Bug #16169
closedtiling workflow cancelled for unknown reason
Description
Running tiling workflow but it gets cancelled. https://workbench.su92l.arvadosapi.com/container_requests/su92l-xvhdp-mzrysxcgtubgva9
I tried various run time constraints and workflow parameters, but they all get cancelled.
Before su92l was upgraded, I ran a workflow of the same scale (input also around 2TB), and it was successful. https://workbench.su92l.arvadosapi.com/container_requests/su92l-xvhdp-nm507pzmjqiai4s
Contrasting individual jobs from these two runs, https://workbench.su92l.arvadosapi.com/container_requests/su92l-xvhdp-vdlq5f0hqldttso completed but https://workbench.su92l.arvadosapi.com/container_requests/su92l-xvhdp-t3dtsqsi3vqfetb is cancelled.
Updated by Jiayong Li over 4 years ago
I changed "no_listing" from "hints" to "requirements", still failed https://workbench.su92l.arvadosapi.com/container_requests/su92l-xvhdp-jqx484v754z4vzl
Updated by Lucas Di Pentima over 4 years ago
- Target version changed from To Be Groomed to 2020-02-26 Sprint
- Assigned To set to Lucas Di Pentima
- Status changed from New to In Progress
- Category set to Crunch
It seems that the container is getting OOM-killed.

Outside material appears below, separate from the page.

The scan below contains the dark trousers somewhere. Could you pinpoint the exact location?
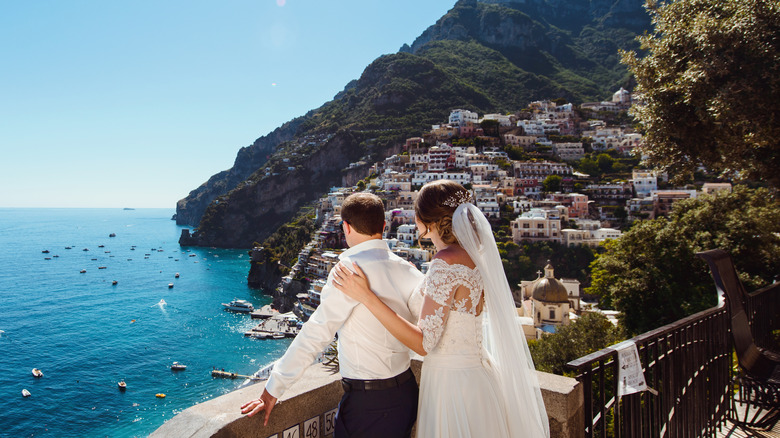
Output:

We're also getting a warning on the log:
Warning: cwltool: ../../lib/cwl/workflow.json:1:25668: Recursive directory listing has resulted in a large number of File objects (1733821) passed to the input parameter 'fjdir'. This may negatively affect workflow performance and memory use. If this is a problem, use the hint 'cwltool:LoadListingRequirement' with "shallow_listing" or "no_listing" to change the directory listing behavior: $namespaces: cwltool: "http://commonwl.org/cwltool#" hints: cwltool:LoadListingRequirement: loadListing: shallow_listing
...but the workflow already has the no_listing
hint from previous (pre 2.0) successful runs. Maybe this hint is being ignored?
Updated by Jiayong Li over 4 years ago
specifying "no_listing" on the workflow got ignored
but specifying "no_listing" on the job level works
https://workbench.su92l.arvadosapi.com/container_requests/su92l-xvhdp-lpvofphpiwrtqan
Updated by Peter Amstutz over 4 years ago
- Target version changed from 2020-02-26 Sprint to 2020-03-11 Sprint
Updated by Peter Amstutz over 4 years ago
- Assigned To changed from Lucas Di Pentima to Peter Amstutz
Updated by Lucas Di Pentima over 4 years ago
Updates at b12b6c014f0e26fb4c2c2a5ad27a36c3685babf1 - branch 16169-cwl-hints
I was able to reproduce the bug via an a-c-r
integration test, handing this off to Peter as I'm a bit stuck and it would be great to have it done for 2.0.1
Updated by Peter Amstutz over 4 years ago
For some reason, this bug appears when the workflow is --submitted and run a container, but if run directly on the host with --local it doesn't do it.
Updated by Peter Amstutz over 4 years ago
16169-cwl-hints @ 1d9e4de7a4ff994cfc7a9319dcae56bb26c272b3
Updated by Peter Amstutz over 4 years ago
- Status changed from In Progress to Resolved